The Mediterranean diet is one of the healthiest and most delicious diets. We could even say it’s not a diet but a lifestyle. It’s pretty easy to follow its rules because it’s based on olive oil, veggies, and whole grains, and it reminds us of a long sunny summer day of a vacation in Italy or Greece, and enjoying fresh local products.

Of the 5 blue zones, places known for their exceptional longevity (100+ years), two are located in the Mediterranean. One is Sardinia, and the other is Ikaria. We are pretty sure that the Mediterranean diet has a big influence on this.

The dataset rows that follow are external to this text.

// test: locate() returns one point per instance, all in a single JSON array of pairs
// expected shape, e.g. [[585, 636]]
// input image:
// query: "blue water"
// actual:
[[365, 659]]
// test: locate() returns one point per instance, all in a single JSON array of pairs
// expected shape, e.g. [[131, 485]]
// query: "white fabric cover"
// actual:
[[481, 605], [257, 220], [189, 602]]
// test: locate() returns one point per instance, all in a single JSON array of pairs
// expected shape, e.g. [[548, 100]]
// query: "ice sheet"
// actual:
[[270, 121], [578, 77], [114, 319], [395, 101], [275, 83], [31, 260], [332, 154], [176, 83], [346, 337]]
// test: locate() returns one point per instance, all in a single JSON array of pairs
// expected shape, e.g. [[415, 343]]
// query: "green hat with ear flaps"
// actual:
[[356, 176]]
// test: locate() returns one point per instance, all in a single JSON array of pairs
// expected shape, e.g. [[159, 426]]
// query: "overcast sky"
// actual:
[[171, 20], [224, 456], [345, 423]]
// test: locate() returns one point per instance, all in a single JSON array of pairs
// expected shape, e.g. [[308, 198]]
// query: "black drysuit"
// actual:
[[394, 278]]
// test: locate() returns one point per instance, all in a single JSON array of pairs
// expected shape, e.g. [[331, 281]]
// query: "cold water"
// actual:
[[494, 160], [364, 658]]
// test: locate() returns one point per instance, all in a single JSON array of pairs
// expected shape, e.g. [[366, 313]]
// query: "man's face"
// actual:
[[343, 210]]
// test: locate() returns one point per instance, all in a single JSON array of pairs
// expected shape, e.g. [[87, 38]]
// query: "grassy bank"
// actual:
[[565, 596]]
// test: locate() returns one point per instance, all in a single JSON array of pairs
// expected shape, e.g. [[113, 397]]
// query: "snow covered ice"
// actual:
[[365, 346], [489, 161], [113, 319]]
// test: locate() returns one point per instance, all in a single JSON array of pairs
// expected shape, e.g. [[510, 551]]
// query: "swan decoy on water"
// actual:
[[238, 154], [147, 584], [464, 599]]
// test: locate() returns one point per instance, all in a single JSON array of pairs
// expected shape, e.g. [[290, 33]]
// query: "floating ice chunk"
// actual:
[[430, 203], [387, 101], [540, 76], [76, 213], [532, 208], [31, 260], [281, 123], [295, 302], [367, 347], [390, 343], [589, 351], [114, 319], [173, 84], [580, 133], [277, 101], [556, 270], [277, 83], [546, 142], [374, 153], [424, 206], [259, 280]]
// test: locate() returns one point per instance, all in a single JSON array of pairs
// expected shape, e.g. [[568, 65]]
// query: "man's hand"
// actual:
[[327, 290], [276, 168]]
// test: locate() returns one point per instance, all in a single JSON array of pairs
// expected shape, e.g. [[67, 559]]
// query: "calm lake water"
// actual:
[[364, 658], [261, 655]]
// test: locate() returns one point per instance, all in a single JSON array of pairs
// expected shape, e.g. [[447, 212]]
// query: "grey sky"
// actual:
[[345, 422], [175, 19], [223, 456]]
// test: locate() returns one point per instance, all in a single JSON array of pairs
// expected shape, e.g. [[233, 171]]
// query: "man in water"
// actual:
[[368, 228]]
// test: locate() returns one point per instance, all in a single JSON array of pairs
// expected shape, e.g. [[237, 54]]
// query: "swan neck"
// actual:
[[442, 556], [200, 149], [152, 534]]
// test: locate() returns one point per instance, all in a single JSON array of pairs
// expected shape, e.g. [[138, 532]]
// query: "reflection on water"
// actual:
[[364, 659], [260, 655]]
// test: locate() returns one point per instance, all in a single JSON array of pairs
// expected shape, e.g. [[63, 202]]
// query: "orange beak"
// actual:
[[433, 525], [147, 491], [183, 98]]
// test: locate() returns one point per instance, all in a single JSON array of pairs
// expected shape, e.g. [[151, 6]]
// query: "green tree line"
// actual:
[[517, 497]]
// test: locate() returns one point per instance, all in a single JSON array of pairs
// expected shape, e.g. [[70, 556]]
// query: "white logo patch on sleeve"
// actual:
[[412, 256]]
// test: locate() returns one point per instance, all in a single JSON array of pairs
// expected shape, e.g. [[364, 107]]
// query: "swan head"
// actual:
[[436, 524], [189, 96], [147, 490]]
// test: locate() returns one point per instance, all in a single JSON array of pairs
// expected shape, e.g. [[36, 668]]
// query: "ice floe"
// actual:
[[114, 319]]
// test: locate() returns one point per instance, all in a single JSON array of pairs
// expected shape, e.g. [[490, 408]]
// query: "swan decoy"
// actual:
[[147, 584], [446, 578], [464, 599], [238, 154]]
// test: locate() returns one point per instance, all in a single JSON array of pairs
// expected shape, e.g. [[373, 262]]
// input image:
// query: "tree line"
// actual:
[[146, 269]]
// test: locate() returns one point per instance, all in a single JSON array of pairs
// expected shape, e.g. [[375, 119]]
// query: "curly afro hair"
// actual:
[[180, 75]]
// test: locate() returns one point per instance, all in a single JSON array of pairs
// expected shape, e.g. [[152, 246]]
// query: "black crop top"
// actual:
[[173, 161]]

Based on olive oil, fresh vegetables, fruit, fish, seafood, whole grains, and meat consumed less frequently, this way of eating is often linked to the longer and healthier lives of people living in Mediterranean regions. Some studies found connections between longevity and this way of eating, and in this article, we’ll explore different ways of the Mediterranean diet supporting overall health. Read it to find out why these nutrient-rich foods should become part of your everyday eating routine.

Is the Mediterranean diet really responsible for a longer lifespan?

As mentioned earlier, the Mediterranean diet is based on fruits, vegetables, whole grains, olive oil, fish, and seafood. Red meat and sweets are consumed only occasionally or not at all, and that’s why the Mediterranean diet is similar to an anti-inflammatory diet.

This eating pattern, typical of countries like Greece, Italy, and Spain, has been associated with a wide range of health benefits for a long time. Some of them are at a lower risk of chronic diseases such as heart disease, diabetes, and certain types of cancer.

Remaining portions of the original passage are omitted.